LITTÉRATURES
L'univers délirant de César Aira
Géographie insolite
Article paru dans l'édition du 25.11.05
Difficile de trouver une étagère où poser les livres de l'Argentin César Aira : romans ? Oui, encore que le mot « contes » puisse convenir aussi. Mais du genre onirique ? Comique ? Surréaliste ? Satirique ? Tragique, même ? En tout cas, complètement singuliers, comme leur auteur, un quinquagénaire ironique dont les ouvrages parlent, à leur manière, d'un pays (l'Argentine, le Panama) ou d'un quartier (Flores, banlieue de Buenos Aires), sans avoir jamais l'air d'être exactement là où ils prétendent être : comme s'il s'agissait d'éclairer l'étrangeté de cette vie soi-disant réelle qu'Aira ne cesse d'observer autour de lui. Considéré comme l'un des auteurs les plus importants d'Argentine, Aira est un écrivain prolixe - trop peut-être - et désinvolte, dont les textes possèdent une saveur particulière, poétique, acide et hautement rebelle à l'ordre établi.
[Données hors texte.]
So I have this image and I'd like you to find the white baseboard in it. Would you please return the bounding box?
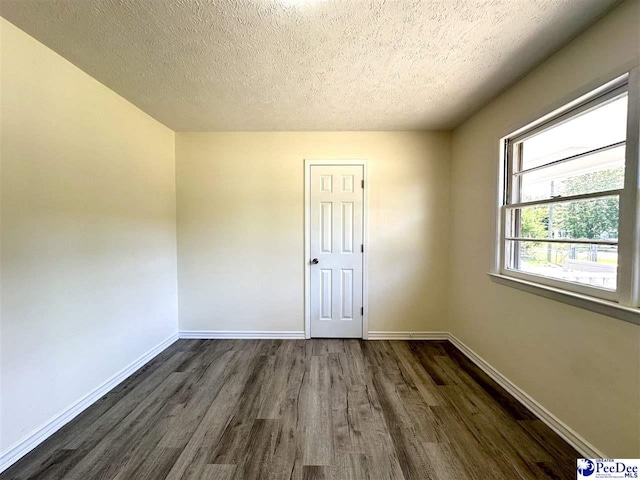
[0,333,178,473]
[368,332,449,340]
[180,330,304,340]
[0,330,607,473]
[448,333,608,458]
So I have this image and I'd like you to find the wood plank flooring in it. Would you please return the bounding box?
[0,340,579,480]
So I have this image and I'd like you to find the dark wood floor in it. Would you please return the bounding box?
[0,340,579,480]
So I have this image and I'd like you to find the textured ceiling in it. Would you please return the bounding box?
[0,0,618,131]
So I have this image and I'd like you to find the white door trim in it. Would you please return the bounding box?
[303,158,369,340]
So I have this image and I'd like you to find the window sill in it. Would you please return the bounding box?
[488,273,640,325]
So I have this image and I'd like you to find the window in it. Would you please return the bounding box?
[499,70,640,307]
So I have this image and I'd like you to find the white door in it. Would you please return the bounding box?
[307,165,364,338]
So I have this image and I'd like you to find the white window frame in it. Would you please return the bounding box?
[491,67,640,323]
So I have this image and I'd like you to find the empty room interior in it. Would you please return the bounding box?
[0,0,640,480]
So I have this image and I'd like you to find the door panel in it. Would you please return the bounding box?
[308,165,364,338]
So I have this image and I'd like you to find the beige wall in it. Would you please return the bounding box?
[449,0,640,458]
[176,132,450,332]
[0,19,177,451]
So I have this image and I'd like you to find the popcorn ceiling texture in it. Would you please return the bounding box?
[0,0,618,131]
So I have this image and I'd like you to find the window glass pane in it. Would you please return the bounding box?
[514,146,625,202]
[507,241,618,290]
[514,93,627,171]
[507,195,620,240]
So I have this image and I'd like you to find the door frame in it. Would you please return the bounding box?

Sa subversion consiste soit à inventer des lieux de toutes pièces, comme il le fait dans la délicieuse Princesse Printemps, soit à placer des endroits concrets sur l'orbite de sa propre imagination. A commencer par Flores, où il vit depuis des années, « quartier de classes moyennes, sans histoires et sans mystères, neutre en somme, où tout est à créer », expliquait-il, lors d'un récent passage à Paris.
RÉBUS DÉMESURÉ
C'est là que se promènent les personnages des Nuits de Flores, contraints par la crise à livrer des pizzas de nuit, jusqu'au moment où ils perceront par hasard le secret d'un couvent pas très catholique. Entraînés dans ce faubourg à la curieuse topographie en damier, constellé de sens interdits, les individus sont livrés à un jeu de pistes géant. Un rébus démesuré, dont on retrouve la trace dans Varamo, quoique d'une autre manière, à travers la quête d'identité d'un « commis aux écritures de troisième classe ».
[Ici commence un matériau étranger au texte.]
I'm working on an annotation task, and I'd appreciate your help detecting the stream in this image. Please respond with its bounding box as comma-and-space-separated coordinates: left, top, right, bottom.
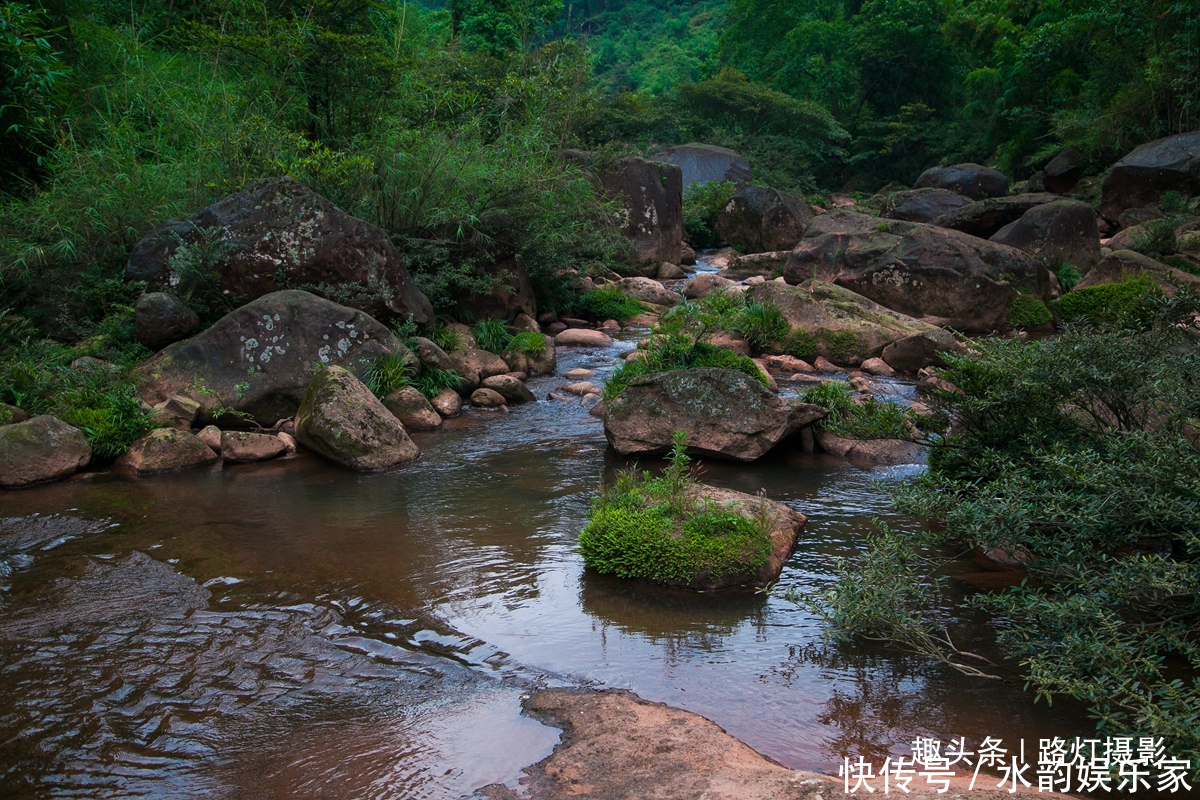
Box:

Tout est en miroir, vrai et faux à la fois, drôle et effrayant, à cheval entre le jeu et l'horreur. « Je ne refoule rien », constate Aira, pour qui le travail du romancier consiste surtout à mettre du « vraisemblable » dans une réalité complètement délirante - et non l'inverse. Jour après jour (au rythme d'une page par heure et par jour), ses romans s'inspirent de la vie qui va, grappillant ici et là une information ou une scène qu'il recycle à sa manière. Avec, toujours, une propension à faire rire dont il feint de se dire fâché : « Tous les écrivains que j'aime sont sérieux et j'ai un penchant pour le tragique », affirme-t-il - sans sourire, naturellement.